Former Congressman Patrick Murphy, the Democratic lawmaker who led “Don’t Ask, Don’t Tell” repeal in the U.S. House, called Lieberman “a champion of equality” and said repeal of the military’s gay ban “would not have happened in the Senate without his effort.”
“His argument of why this policy was so wrong and the real need to do this now was instrumental in making repeal a reality,” Murphy said.
Lieberman’s role on LGBT issues wasn’t limited to LGBT issues. He was a co-sponsor of a trans-inclusive Employment Non-Discrimination Act and in 1996 was among the 49 senators to vote in favor of the legislation.
The Connecticut senator also championed legislation known as the Domestic Partnership Benefits & Obligations Act, which would provide health and pension benefits to the same-sex partners of federal employees. In 2009, the legislation was reported out of Senate committee, but never saw a vote on the Senate floor.
Michael Cole-Schwartz, a spokesperson for the Human Rights Campaign, called Lieberman “a longtime ally and advocate for the LGBT community,” particularly for his work on “Don’t Ask, Don’t Tell” repeal.
“He was an amazing ally in pushing everyday to make sure that we got over the finish line,” Lieberman said. “His hard work was certainly critical to that success.”
But Lieberman isn’t entirely supportive of the advancements sought by many in the LGBT community. Like President Obama, Lieberman doesn’t support marriage rights for gay couples and in 1996 voted in favor of the Defense of Marriage Act.
Still, Cole-Schwartz said Lieberman has been “consistently there” for LGBT activists in recent years.
“I think there is a long way for a number of our leaders to go in terms of recognizing our right to full and equal marriage, but his record aside from that has been stellar,” Cole-Schwartz said.
Despite Lieberman’s lack of support for same-sex marriage, Lieberman voted twice against the Federal Marriage Amendment, which would have made a ban on same-sex marriage part of the U.S. Constitution.
According to the Huffington Post, Democrats who could replace Lieberman include Susan Bysiewicz, a former Connecticut secretary of state, as well as Reps. Joe Courtney (D-Conn.) and Chris Murphy (D-Conn.). Linda McMahon, a former World Wrestling Entertainment CEO and 2010 candidate for U.S. Senate, is widely expected to run again as a Republican contender.

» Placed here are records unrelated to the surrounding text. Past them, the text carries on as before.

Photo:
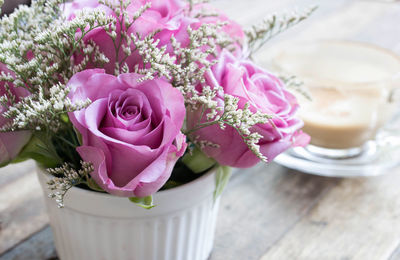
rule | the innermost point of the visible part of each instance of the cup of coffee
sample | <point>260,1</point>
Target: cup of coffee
<point>354,89</point>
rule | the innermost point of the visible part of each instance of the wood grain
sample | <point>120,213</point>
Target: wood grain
<point>358,219</point>
<point>38,247</point>
<point>22,211</point>
<point>260,205</point>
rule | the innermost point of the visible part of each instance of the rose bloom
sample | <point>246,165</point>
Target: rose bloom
<point>264,92</point>
<point>167,16</point>
<point>11,143</point>
<point>131,131</point>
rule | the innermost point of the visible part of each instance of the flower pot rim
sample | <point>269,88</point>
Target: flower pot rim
<point>177,189</point>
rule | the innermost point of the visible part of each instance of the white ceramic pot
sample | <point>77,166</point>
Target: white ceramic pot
<point>99,226</point>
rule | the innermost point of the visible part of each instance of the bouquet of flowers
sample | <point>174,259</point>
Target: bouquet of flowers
<point>132,97</point>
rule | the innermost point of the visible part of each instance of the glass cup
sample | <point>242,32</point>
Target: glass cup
<point>355,98</point>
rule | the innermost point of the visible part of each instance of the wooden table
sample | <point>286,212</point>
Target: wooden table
<point>267,212</point>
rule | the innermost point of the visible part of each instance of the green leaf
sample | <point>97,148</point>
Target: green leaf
<point>145,202</point>
<point>221,177</point>
<point>197,161</point>
<point>37,149</point>
<point>93,185</point>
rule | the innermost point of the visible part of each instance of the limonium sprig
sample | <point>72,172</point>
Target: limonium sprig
<point>66,177</point>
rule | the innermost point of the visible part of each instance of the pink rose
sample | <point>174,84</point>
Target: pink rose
<point>264,92</point>
<point>167,16</point>
<point>162,15</point>
<point>131,131</point>
<point>11,143</point>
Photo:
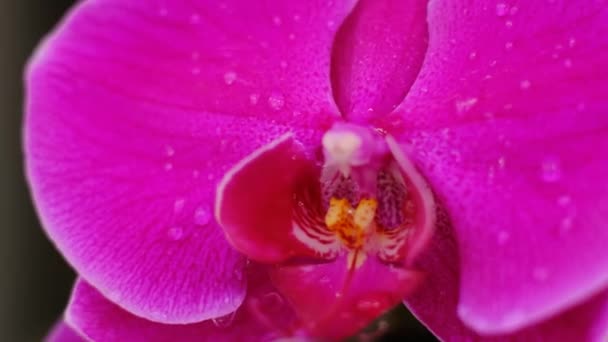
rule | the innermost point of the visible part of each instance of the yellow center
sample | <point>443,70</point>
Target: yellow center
<point>351,225</point>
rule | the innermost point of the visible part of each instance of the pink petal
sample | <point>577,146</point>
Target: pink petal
<point>510,118</point>
<point>134,111</point>
<point>377,56</point>
<point>101,320</point>
<point>62,332</point>
<point>435,304</point>
<point>255,201</point>
<point>334,303</point>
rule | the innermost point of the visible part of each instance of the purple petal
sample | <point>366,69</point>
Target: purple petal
<point>510,121</point>
<point>62,332</point>
<point>435,304</point>
<point>377,55</point>
<point>135,109</point>
<point>101,320</point>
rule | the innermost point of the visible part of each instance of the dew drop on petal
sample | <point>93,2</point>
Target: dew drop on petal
<point>566,224</point>
<point>178,205</point>
<point>202,216</point>
<point>169,151</point>
<point>501,9</point>
<point>465,105</point>
<point>276,101</point>
<point>564,200</point>
<point>226,321</point>
<point>502,161</point>
<point>229,77</point>
<point>551,170</point>
<point>175,233</point>
<point>367,305</point>
<point>503,237</point>
<point>253,99</point>
<point>195,18</point>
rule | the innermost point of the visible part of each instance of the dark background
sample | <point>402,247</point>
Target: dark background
<point>34,280</point>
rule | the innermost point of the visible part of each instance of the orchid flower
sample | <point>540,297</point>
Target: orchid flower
<point>240,170</point>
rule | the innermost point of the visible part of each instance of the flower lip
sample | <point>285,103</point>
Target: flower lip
<point>381,206</point>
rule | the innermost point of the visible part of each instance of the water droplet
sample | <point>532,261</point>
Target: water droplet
<point>464,105</point>
<point>566,224</point>
<point>503,237</point>
<point>366,305</point>
<point>551,170</point>
<point>175,233</point>
<point>169,151</point>
<point>540,273</point>
<point>202,216</point>
<point>581,107</point>
<point>253,99</point>
<point>229,77</point>
<point>564,200</point>
<point>501,9</point>
<point>178,205</point>
<point>502,161</point>
<point>276,101</point>
<point>224,321</point>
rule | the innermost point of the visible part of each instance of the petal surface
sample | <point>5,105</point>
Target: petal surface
<point>62,332</point>
<point>507,120</point>
<point>335,302</point>
<point>377,55</point>
<point>135,109</point>
<point>435,303</point>
<point>101,320</point>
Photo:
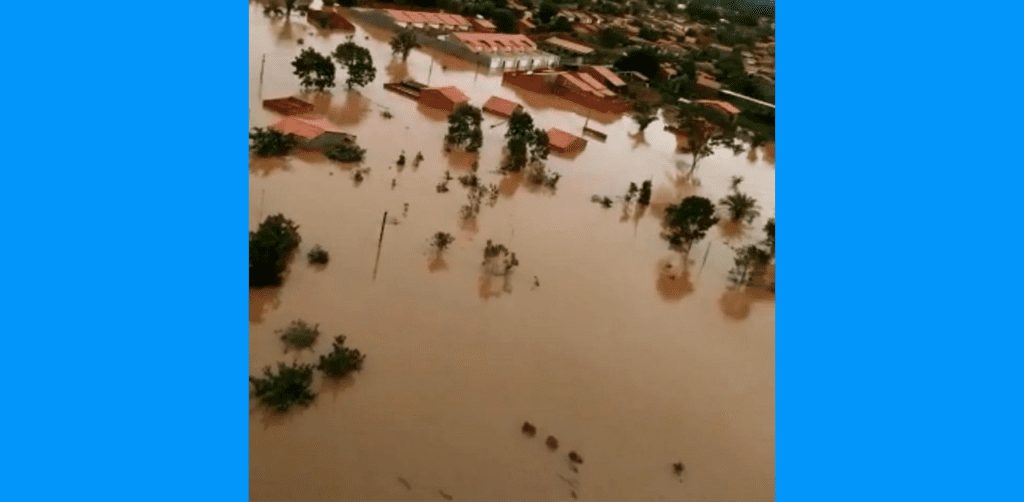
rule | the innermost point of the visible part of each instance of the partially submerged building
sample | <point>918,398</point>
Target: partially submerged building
<point>564,142</point>
<point>569,51</point>
<point>578,87</point>
<point>445,98</point>
<point>288,106</point>
<point>500,51</point>
<point>501,107</point>
<point>314,132</point>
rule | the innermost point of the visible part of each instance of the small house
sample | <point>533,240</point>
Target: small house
<point>288,106</point>
<point>445,98</point>
<point>501,107</point>
<point>314,132</point>
<point>564,142</point>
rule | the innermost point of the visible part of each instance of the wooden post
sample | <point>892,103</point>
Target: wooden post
<point>380,241</point>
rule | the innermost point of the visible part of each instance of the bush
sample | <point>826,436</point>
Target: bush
<point>288,387</point>
<point>347,152</point>
<point>317,256</point>
<point>268,142</point>
<point>341,360</point>
<point>269,248</point>
<point>299,335</point>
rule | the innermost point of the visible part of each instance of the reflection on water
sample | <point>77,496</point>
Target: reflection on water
<point>633,376</point>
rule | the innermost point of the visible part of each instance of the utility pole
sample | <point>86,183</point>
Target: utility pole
<point>262,61</point>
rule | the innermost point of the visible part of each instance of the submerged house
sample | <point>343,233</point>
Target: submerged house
<point>579,87</point>
<point>445,98</point>
<point>499,51</point>
<point>314,132</point>
<point>501,107</point>
<point>564,142</point>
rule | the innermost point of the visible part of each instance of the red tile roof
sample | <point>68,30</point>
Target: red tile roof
<point>501,106</point>
<point>504,42</point>
<point>568,45</point>
<point>428,17</point>
<point>608,76</point>
<point>304,126</point>
<point>561,140</point>
<point>719,105</point>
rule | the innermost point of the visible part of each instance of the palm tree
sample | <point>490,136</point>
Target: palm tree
<point>740,206</point>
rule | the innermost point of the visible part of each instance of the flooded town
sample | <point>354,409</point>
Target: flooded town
<point>511,250</point>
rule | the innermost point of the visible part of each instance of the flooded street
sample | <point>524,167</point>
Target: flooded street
<point>630,368</point>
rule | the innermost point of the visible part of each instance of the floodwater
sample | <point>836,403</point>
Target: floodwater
<point>633,369</point>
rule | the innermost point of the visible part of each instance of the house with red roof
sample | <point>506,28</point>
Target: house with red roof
<point>314,132</point>
<point>501,107</point>
<point>445,98</point>
<point>499,51</point>
<point>564,142</point>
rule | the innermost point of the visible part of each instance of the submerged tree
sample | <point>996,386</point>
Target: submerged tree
<point>315,71</point>
<point>287,387</point>
<point>403,42</point>
<point>440,241</point>
<point>740,206</point>
<point>341,360</point>
<point>299,335</point>
<point>526,143</point>
<point>317,255</point>
<point>464,128</point>
<point>688,221</point>
<point>498,259</point>
<point>643,114</point>
<point>269,248</point>
<point>346,152</point>
<point>270,142</point>
<point>356,61</point>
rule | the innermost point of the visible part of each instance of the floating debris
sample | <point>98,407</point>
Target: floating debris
<point>552,443</point>
<point>678,468</point>
<point>574,457</point>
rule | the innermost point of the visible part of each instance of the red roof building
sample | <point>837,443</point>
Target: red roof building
<point>442,97</point>
<point>288,106</point>
<point>605,75</point>
<point>314,131</point>
<point>564,142</point>
<point>501,107</point>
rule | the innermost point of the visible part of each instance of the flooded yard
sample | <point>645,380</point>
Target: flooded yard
<point>629,367</point>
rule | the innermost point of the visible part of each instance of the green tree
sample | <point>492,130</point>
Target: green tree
<point>356,61</point>
<point>269,249</point>
<point>346,152</point>
<point>688,221</point>
<point>525,141</point>
<point>611,37</point>
<point>464,128</point>
<point>314,70</point>
<point>341,360</point>
<point>698,134</point>
<point>643,114</point>
<point>299,335</point>
<point>269,142</point>
<point>740,206</point>
<point>504,21</point>
<point>547,11</point>
<point>287,387</point>
<point>403,42</point>
<point>644,60</point>
<point>317,255</point>
<point>440,241</point>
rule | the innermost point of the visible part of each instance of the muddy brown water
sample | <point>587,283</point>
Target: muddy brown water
<point>632,368</point>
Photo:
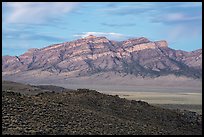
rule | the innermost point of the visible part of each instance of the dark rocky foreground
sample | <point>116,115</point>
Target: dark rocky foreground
<point>90,112</point>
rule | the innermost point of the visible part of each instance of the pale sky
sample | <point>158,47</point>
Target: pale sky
<point>39,24</point>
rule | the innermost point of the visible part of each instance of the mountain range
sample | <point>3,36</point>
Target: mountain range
<point>91,55</point>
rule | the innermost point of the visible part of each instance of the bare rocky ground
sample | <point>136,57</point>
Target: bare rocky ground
<point>84,111</point>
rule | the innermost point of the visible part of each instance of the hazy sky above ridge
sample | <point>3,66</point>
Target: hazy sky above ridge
<point>39,24</point>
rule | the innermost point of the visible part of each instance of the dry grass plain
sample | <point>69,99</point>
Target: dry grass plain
<point>184,101</point>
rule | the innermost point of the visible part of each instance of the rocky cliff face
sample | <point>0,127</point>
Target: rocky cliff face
<point>92,54</point>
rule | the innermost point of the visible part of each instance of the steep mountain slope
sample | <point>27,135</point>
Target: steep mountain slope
<point>92,54</point>
<point>89,112</point>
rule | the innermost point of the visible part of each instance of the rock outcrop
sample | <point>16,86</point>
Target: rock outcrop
<point>89,112</point>
<point>89,55</point>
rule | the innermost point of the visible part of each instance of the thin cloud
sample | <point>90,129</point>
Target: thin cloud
<point>110,35</point>
<point>119,25</point>
<point>36,12</point>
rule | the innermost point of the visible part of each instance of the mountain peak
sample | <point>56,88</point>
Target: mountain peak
<point>90,37</point>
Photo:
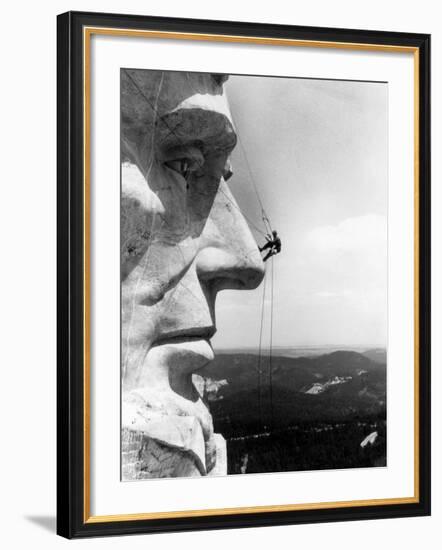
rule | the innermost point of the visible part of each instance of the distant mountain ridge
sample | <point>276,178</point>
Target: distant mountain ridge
<point>352,385</point>
<point>298,412</point>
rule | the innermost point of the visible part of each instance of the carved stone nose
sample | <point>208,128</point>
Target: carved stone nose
<point>221,269</point>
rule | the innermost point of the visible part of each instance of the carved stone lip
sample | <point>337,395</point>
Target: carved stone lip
<point>188,335</point>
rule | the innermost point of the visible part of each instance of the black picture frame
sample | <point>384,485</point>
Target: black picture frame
<point>72,520</point>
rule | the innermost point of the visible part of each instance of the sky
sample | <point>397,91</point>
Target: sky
<point>317,151</point>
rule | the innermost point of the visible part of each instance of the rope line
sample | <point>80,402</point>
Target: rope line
<point>271,348</point>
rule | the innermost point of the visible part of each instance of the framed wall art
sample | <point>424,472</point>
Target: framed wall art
<point>243,274</point>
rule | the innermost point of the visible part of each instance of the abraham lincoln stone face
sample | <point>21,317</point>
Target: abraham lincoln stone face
<point>183,239</point>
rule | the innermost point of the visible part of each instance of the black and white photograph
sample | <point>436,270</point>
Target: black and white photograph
<point>254,269</point>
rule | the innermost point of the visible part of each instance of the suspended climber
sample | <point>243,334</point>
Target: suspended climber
<point>273,244</point>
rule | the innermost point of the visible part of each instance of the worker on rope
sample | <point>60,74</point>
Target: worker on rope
<point>273,244</point>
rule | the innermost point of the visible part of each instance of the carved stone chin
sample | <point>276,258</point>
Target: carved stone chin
<point>182,241</point>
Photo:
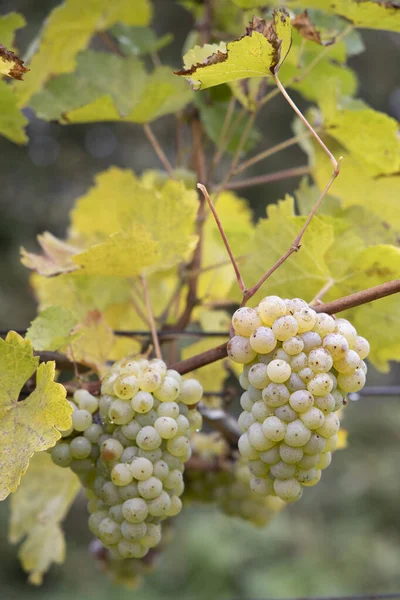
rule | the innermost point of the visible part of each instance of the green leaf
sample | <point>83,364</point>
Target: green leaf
<point>8,26</point>
<point>124,254</point>
<point>370,136</point>
<point>37,508</point>
<point>31,425</point>
<point>52,328</point>
<point>212,117</point>
<point>257,54</point>
<point>106,87</point>
<point>12,121</point>
<point>137,41</point>
<point>167,214</point>
<point>69,29</point>
<point>97,74</point>
<point>305,271</point>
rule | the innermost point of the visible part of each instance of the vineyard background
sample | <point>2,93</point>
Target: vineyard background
<point>355,508</point>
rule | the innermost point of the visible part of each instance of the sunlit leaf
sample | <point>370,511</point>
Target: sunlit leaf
<point>56,258</point>
<point>37,509</point>
<point>51,329</point>
<point>257,54</point>
<point>69,29</point>
<point>32,424</point>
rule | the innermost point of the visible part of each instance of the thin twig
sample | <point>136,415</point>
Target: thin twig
<point>357,299</point>
<point>224,238</point>
<point>270,151</point>
<point>298,112</point>
<point>220,147</point>
<point>268,178</point>
<point>158,150</point>
<point>295,247</point>
<point>195,263</point>
<point>151,318</point>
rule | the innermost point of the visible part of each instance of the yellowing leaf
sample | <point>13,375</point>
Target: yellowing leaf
<point>12,121</point>
<point>37,509</point>
<point>11,65</point>
<point>8,25</point>
<point>168,214</point>
<point>52,328</point>
<point>368,14</point>
<point>257,54</point>
<point>94,344</point>
<point>218,275</point>
<point>69,29</point>
<point>125,254</point>
<point>370,136</point>
<point>305,272</point>
<point>57,257</point>
<point>379,322</point>
<point>32,424</point>
<point>106,87</point>
<point>355,186</point>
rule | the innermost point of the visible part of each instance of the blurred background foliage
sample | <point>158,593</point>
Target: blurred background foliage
<point>344,536</point>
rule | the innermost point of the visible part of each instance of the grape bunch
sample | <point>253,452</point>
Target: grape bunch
<point>226,483</point>
<point>129,448</point>
<point>298,368</point>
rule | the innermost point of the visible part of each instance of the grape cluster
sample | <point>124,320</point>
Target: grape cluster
<point>129,448</point>
<point>298,368</point>
<point>226,483</point>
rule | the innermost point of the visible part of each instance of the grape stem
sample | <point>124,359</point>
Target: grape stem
<point>239,278</point>
<point>268,178</point>
<point>150,315</point>
<point>351,301</point>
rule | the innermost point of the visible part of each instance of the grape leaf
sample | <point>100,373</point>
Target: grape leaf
<point>69,29</point>
<point>37,509</point>
<point>125,254</point>
<point>162,94</point>
<point>305,270</point>
<point>257,54</point>
<point>8,26</point>
<point>136,41</point>
<point>12,121</point>
<point>94,344</point>
<point>155,209</point>
<point>57,257</point>
<point>51,329</point>
<point>11,65</point>
<point>370,136</point>
<point>355,186</point>
<point>97,74</point>
<point>218,275</point>
<point>368,14</point>
<point>32,424</point>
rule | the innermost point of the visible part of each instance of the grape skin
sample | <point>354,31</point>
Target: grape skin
<point>305,364</point>
<point>129,448</point>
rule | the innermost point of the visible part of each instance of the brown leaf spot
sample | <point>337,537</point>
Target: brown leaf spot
<point>306,29</point>
<point>17,69</point>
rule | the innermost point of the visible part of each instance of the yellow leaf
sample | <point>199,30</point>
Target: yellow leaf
<point>257,54</point>
<point>69,29</point>
<point>95,343</point>
<point>305,272</point>
<point>31,425</point>
<point>11,65</point>
<point>56,258</point>
<point>51,329</point>
<point>37,508</point>
<point>236,217</point>
<point>167,213</point>
<point>125,254</point>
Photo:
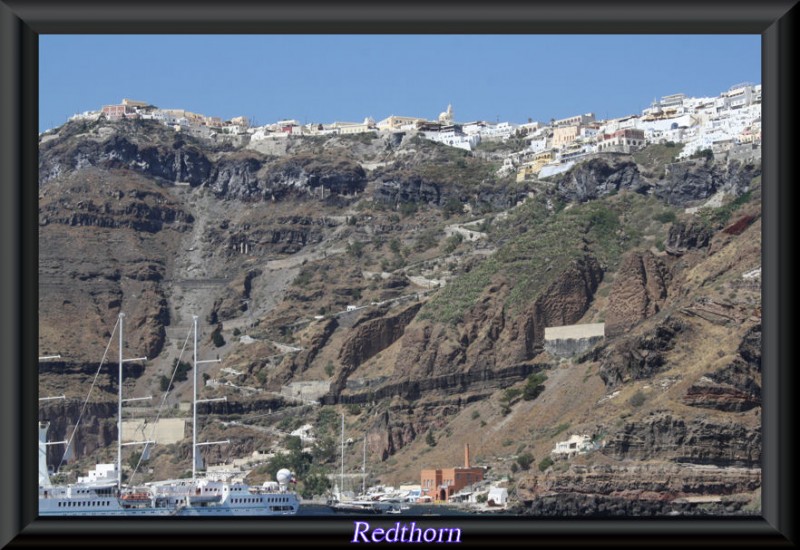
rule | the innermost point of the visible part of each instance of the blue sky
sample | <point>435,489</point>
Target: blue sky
<point>327,78</point>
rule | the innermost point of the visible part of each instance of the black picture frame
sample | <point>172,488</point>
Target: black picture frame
<point>22,22</point>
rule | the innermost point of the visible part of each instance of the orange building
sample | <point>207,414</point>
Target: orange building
<point>442,483</point>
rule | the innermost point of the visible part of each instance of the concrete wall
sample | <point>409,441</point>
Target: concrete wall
<point>311,390</point>
<point>167,430</point>
<point>572,339</point>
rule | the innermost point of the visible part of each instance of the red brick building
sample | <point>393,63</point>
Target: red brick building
<point>116,112</point>
<point>441,484</point>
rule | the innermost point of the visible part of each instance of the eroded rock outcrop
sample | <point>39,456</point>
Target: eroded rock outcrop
<point>597,178</point>
<point>638,292</point>
<point>686,236</point>
<point>637,357</point>
<point>735,387</point>
<point>372,337</point>
<point>666,436</point>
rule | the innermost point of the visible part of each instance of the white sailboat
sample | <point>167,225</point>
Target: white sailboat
<point>102,492</point>
<point>360,505</point>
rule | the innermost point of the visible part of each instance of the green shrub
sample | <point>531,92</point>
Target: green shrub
<point>534,386</point>
<point>668,216</point>
<point>637,399</point>
<point>525,461</point>
<point>217,338</point>
<point>430,440</point>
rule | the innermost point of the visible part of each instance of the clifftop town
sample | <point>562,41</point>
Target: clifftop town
<point>578,301</point>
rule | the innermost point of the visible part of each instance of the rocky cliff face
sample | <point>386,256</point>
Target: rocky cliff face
<point>735,387</point>
<point>97,430</point>
<point>695,180</point>
<point>687,236</point>
<point>639,356</point>
<point>488,337</point>
<point>638,293</point>
<point>697,441</point>
<point>654,489</point>
<point>236,175</point>
<point>372,337</point>
<point>597,178</point>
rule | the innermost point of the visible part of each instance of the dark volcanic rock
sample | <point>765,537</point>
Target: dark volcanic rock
<point>638,357</point>
<point>735,387</point>
<point>597,178</point>
<point>638,292</point>
<point>695,180</point>
<point>667,437</point>
<point>587,505</point>
<point>687,236</point>
<point>372,337</point>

But what’s next for Lieberman? Speculation has already emerged that he could replace Defense Secretary Robert Gates when he retires from his position sometime this year.
According to Politico, Sen. John McCain (R-Ariz.) — a longtime friend of Lieberman, even though he opposed him on the “Don’t Ask, Don’t Tell” repeal effort — said he would support Lieberman’s nomination as defense chief should Obama name him to the post.